The first operative step is the mobilization of the stomach. The greater omentum is opened two centimeters caudal from the gastroepiploic vessels. The snake retractor retracts the stomach and the left liver ventrally and cranially.
The identification of the pancreatic ducts with ultrasonography. An intraoperative ultrasound is performed to locate the main pancreatic duct which is then opened using the robotic monopolar diathermy hook. Once the trajectory of the main pancreatic duct is determined, the pancreas is opened.
The gastroduodenal artery is exposed and ligated on both sides with stitches just below and above the pancreatic duct. The fourth operative step is pulling up the small bowel to identify the Roux limb.
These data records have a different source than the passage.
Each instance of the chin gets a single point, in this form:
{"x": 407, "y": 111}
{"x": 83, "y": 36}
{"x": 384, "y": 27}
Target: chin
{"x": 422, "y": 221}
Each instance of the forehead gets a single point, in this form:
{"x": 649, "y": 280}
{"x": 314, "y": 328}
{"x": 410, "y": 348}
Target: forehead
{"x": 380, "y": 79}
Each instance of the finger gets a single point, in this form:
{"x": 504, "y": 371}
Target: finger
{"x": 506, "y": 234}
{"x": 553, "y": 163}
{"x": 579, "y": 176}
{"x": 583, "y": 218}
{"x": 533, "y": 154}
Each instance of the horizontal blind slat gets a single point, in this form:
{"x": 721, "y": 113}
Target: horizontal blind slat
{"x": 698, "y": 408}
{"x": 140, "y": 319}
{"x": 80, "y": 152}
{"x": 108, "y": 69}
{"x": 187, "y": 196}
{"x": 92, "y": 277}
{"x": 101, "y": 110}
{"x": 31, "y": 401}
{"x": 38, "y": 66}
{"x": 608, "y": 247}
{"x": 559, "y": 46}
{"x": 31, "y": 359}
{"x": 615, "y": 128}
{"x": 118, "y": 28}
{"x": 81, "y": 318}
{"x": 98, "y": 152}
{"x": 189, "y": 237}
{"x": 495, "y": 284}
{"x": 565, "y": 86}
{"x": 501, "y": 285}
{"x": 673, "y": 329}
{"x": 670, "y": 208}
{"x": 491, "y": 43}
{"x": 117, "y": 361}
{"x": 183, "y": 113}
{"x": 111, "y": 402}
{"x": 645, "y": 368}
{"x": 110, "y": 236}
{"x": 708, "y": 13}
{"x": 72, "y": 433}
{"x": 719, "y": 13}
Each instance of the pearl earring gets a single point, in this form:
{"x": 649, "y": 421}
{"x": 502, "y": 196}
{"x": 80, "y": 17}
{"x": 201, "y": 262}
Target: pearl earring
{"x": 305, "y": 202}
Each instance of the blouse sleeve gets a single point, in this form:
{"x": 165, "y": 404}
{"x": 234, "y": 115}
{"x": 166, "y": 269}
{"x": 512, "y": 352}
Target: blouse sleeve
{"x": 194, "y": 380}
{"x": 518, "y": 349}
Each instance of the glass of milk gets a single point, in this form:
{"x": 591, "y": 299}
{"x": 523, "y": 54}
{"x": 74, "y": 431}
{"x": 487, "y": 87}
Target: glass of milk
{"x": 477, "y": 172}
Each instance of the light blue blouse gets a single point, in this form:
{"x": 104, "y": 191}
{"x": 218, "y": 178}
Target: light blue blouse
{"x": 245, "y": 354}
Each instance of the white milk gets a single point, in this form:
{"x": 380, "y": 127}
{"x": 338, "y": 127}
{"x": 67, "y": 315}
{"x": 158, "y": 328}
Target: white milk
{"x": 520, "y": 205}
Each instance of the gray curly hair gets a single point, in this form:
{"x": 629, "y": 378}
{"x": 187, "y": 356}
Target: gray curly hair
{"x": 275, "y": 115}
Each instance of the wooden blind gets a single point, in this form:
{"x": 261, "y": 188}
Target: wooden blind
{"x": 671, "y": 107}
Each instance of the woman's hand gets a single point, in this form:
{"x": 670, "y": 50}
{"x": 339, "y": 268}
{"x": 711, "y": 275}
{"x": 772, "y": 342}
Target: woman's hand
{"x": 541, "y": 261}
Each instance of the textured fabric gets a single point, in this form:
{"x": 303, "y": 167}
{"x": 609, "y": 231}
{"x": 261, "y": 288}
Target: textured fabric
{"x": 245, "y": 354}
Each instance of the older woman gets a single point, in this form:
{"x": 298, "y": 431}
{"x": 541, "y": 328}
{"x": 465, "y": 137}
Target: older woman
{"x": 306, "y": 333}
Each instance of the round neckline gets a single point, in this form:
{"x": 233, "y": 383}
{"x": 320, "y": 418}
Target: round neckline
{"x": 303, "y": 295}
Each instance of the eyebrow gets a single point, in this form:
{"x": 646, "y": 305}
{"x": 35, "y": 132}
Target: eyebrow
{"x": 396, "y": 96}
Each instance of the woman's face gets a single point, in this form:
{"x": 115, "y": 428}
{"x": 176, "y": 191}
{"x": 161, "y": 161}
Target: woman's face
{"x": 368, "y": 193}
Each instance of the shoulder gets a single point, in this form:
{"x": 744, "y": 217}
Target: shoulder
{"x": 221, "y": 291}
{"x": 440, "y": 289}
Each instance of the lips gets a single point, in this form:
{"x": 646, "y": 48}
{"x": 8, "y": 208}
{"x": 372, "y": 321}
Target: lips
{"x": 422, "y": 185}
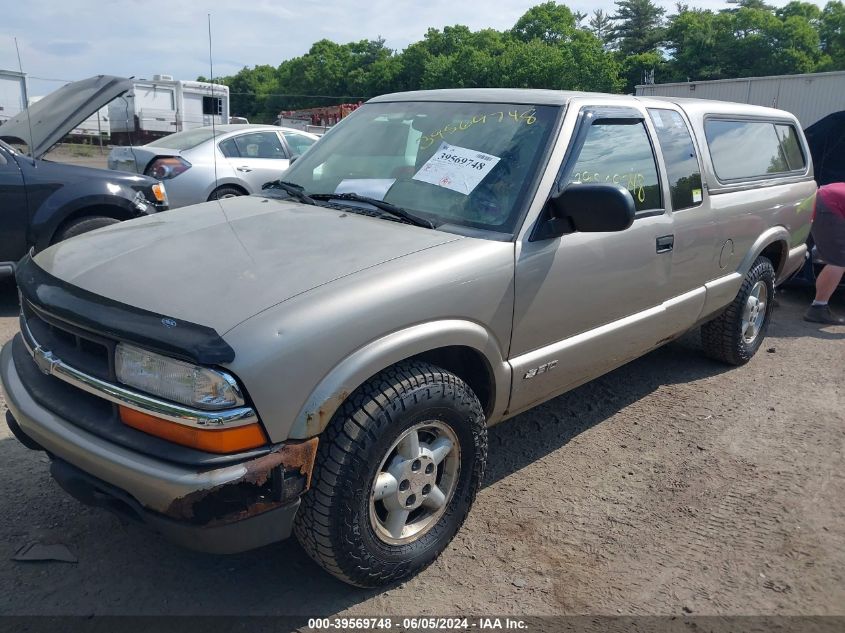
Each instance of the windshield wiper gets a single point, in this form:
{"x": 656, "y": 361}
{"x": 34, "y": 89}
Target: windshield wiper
{"x": 381, "y": 205}
{"x": 290, "y": 188}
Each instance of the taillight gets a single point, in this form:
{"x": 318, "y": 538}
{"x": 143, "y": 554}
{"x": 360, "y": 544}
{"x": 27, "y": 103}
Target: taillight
{"x": 166, "y": 168}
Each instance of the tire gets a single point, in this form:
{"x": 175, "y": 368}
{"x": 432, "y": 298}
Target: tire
{"x": 342, "y": 526}
{"x": 83, "y": 225}
{"x": 735, "y": 335}
{"x": 225, "y": 192}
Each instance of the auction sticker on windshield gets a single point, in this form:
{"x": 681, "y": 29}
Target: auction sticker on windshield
{"x": 456, "y": 168}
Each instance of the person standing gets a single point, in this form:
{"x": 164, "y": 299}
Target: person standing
{"x": 829, "y": 236}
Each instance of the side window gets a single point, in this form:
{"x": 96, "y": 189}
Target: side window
{"x": 620, "y": 153}
{"x": 259, "y": 145}
{"x": 212, "y": 105}
{"x": 681, "y": 160}
{"x": 791, "y": 147}
{"x": 228, "y": 148}
{"x": 298, "y": 143}
{"x": 745, "y": 149}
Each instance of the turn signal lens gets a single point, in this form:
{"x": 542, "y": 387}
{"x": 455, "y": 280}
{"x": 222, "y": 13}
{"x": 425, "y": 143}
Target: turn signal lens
{"x": 165, "y": 168}
{"x": 239, "y": 438}
{"x": 159, "y": 193}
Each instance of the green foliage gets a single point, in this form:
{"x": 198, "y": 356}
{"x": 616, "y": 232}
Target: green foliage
{"x": 639, "y": 26}
{"x": 552, "y": 47}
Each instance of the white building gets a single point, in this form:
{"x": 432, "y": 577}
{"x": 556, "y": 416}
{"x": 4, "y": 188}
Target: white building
{"x": 817, "y": 99}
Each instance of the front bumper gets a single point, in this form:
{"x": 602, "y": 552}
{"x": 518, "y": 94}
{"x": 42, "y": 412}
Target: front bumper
{"x": 223, "y": 510}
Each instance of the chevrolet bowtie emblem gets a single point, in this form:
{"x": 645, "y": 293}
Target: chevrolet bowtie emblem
{"x": 45, "y": 360}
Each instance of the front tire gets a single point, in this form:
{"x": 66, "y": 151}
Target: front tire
{"x": 397, "y": 471}
{"x": 735, "y": 335}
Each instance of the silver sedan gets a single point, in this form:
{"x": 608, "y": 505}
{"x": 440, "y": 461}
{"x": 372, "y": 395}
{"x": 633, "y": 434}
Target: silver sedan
{"x": 201, "y": 164}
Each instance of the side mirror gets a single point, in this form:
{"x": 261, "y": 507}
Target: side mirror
{"x": 594, "y": 208}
The mesocolon is opened and approximately 30 centimeters from Treitz ligament the jejunum is divided using an endostapler.
The future lateral jejunojejunostomy site is marked at the measured distance of 50 centimeters. Now the reconstructive phase starts with the pancreaticojejunostomy. The Roux limb is opened with monopolar electrocautery.
First, the caudal part of the anastomosis is completed with a single row running suture. The cranial part of the anastomosis is completed in the same fashion. The small bowel loops are aligned and one enterotomy is made with monopolar electrocautery in each loop.
Then the anastomosis is created using an endostapler. The remaining opening is closed with the 3-O barbed suture. A single tubular drain is placed next to the pancreatic anastomosis side.
The operative time was 388 minutes with a 200 milliliters estimated blood loss. The post operative close was uncomplicated and the patient was discharged on day four postoperatively. Etiology assessment confirmed the preoperative diagnosis of chronic pancreatitis, fortunately without malignancy.
The described technique for robotic lateral pancreaticojejunostomy with transection of the gastroduodenal artery is a complex but feasible procedure.